A well-known male vocal quartet was performing at our church one night when we hosted a community concert. We'd opened the building early for their soundcheck, made sure they got fed and had dressing space, etc., and sort of ran sound for them. During the soundcheck they also played around with some of the songs they'd be doing that evening, to come up with a few approaches for that day in order to accomodate individual vocal proclivities. You could tell that this was a normal part of their soundcheck practice, as they spoke a kind of shorthand with each other to very quickly settle some singing issues. I felt very lucky to have a chance to see and hear all this happening!

They also fooled around playfuly with some new material they were thinking about for the next year's tour. From each of them, I heard several different voices. Each of them had a couple of different ways they could get around the scale, depending on the rigors of the individual songs. I asked them, at one point, if each of them felt like they're singing most of the time in their best range... the answer, as they grinned back, was no, no, no, no, no, no, and NO. But they did, they assured me, really appreciate having a full schedule making enough money to live on while doing music fulltime, and they did appreciate being in a group where they had the collective skill and personalities to cooperate and pull it off night after night.

Though they weren't going to be songleading as part of their show, the tough schedule required by their concert appearances (as I learned in coming to know them a bit before the show) confirmed much of my own experience: when you're "out there" for the people, you don't always get to choose what key you will sing in, on any given day, according to your own best range or your most flattering key.
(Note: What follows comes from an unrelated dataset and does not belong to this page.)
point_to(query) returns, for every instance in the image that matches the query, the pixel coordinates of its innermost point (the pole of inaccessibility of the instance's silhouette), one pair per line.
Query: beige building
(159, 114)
Just as I had found when I had a different weekly responsibility, there are OFTEN days when you just show up and do the job you've agreed to do. In that process-- just as these guys confirmed-- you learn a lot of ways of handling yourself when the worst days (or songs in the worst keys) come your way. You learn not only to suck it up and tough it out, but in a technical/vocal-skills sense, you also learn HOW to navigate around the song, the voice, and the throat you have on any given day. You learn when to tune down a half step and when to just get through a piece; you learn how to tell your partner, on the fly, what you need them to do about an expected challenge; you learn how to smile, smile, smile, and do what you agreed to do.

There comes a point when the song simply takes over, and out it comes. I've sung in ranges that I could never in a million years have said I could sing in. Sometimes it's cost me some voice (temporarily or permanently), but being able to DO IT in all kinds of crazy circumstances-- including vocal ones-- is what lends the credibility to say that you think that maybe you can do it.

The guys were very, VERY nice to make do with our tiny, meatball sound system that night; I don't think they had ever seen folding chairs used as speaker stands before. :~) For the next group we hosted, we dug up and recommended a local (professional) sound engineer with portable BIG system. But I learned as much from them, too.